Bag-of-Words (Sac de mots)
Le bag-of-words (BoW) est une technique fondamentale de NLP qui représente un document sous forme de vecteur numérique en comptant la fréquence d’apparition de chaque mot, sans tenir compte de l’ordre des mots ni de la grammaire.

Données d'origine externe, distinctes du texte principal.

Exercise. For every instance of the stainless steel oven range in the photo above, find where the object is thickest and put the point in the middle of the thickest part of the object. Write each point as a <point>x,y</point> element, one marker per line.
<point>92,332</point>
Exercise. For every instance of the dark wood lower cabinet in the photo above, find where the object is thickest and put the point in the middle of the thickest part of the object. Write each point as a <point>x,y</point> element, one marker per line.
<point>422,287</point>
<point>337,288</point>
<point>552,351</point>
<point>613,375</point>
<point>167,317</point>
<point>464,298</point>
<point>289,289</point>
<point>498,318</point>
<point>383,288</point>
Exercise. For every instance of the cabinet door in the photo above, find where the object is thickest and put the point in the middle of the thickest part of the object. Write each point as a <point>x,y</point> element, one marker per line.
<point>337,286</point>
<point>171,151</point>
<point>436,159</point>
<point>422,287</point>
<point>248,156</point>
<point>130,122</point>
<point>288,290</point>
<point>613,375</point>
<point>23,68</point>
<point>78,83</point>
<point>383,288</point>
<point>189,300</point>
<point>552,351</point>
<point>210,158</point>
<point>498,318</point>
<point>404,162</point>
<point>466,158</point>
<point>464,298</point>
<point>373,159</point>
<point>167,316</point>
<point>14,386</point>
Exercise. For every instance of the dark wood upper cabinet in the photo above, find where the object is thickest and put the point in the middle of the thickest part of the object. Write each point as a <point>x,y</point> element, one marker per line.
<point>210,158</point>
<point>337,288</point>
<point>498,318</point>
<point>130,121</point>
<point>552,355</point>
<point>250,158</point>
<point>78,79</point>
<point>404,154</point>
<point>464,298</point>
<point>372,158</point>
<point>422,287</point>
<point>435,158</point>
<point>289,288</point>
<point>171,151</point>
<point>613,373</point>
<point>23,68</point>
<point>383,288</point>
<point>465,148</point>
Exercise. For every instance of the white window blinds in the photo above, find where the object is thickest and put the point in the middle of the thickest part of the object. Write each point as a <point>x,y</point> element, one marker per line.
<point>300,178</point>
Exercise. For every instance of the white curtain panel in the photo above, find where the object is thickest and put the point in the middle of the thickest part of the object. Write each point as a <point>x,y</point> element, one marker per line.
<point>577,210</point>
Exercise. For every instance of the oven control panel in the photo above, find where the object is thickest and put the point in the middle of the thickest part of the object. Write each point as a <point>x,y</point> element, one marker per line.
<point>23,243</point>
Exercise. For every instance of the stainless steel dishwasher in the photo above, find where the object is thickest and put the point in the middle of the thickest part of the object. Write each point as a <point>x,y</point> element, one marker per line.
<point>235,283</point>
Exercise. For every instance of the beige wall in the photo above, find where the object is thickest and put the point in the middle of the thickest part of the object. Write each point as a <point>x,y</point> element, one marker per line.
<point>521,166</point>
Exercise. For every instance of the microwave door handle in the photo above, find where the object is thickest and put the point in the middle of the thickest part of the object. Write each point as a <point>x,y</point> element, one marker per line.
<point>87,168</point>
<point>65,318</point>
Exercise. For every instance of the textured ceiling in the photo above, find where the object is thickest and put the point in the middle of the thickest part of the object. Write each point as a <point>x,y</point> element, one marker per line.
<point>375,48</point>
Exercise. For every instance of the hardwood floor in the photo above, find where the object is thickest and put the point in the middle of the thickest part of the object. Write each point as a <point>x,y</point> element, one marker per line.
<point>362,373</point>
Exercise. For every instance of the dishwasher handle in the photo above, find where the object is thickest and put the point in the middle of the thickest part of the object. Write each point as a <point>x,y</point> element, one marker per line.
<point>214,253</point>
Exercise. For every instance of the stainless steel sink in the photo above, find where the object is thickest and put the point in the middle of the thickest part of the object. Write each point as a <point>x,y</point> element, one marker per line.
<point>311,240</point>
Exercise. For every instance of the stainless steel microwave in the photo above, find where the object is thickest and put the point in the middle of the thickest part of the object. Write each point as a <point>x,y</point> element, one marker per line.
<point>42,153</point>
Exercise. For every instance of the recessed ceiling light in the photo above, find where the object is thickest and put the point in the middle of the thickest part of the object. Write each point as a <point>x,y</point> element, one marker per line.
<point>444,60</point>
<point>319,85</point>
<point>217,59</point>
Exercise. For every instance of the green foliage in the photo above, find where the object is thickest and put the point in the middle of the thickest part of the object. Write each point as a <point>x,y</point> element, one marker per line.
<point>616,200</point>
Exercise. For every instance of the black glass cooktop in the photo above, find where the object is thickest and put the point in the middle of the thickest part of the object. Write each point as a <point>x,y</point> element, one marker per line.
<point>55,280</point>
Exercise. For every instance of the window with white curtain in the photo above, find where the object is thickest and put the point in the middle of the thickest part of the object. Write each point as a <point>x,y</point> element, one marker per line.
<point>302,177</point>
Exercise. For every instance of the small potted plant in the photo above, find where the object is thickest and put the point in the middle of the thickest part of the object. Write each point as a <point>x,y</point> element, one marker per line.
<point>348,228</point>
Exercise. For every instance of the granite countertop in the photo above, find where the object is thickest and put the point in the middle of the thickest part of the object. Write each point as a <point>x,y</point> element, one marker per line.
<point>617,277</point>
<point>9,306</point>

Le principe est intuitif : imaginez que vous videz un document dans un sac. Vous mélangez tous les mots, puis vous comptez combien de fois chaque mot apparaît. « Le chat mange la souris » et « La souris mange le chat » produisent exactement le même vecteur, car les deux phrases contiennent les mêmes mots aux mêmes fréquences. L’ordre est perdu, mais l’information sur le contenu lexical est préservée. Et c’est souvent suffisant pour des tâches comme la classification de texte, la détection de spam ou le clustering thématique.
- Catégorie
- Représentation vectorielle de texte / NLP
- Type
- Comptage de fréquences (pas de pondération)
- Entrée
- Texte brut (après tokenisation)
- Sortie
- Matrice terme-document (sparse)
- Librairie
- scikit-learn (CountVectorizer), NLTK, Gensim
- Évolution
- TF-IDF (pondération), word embeddings (sémantique)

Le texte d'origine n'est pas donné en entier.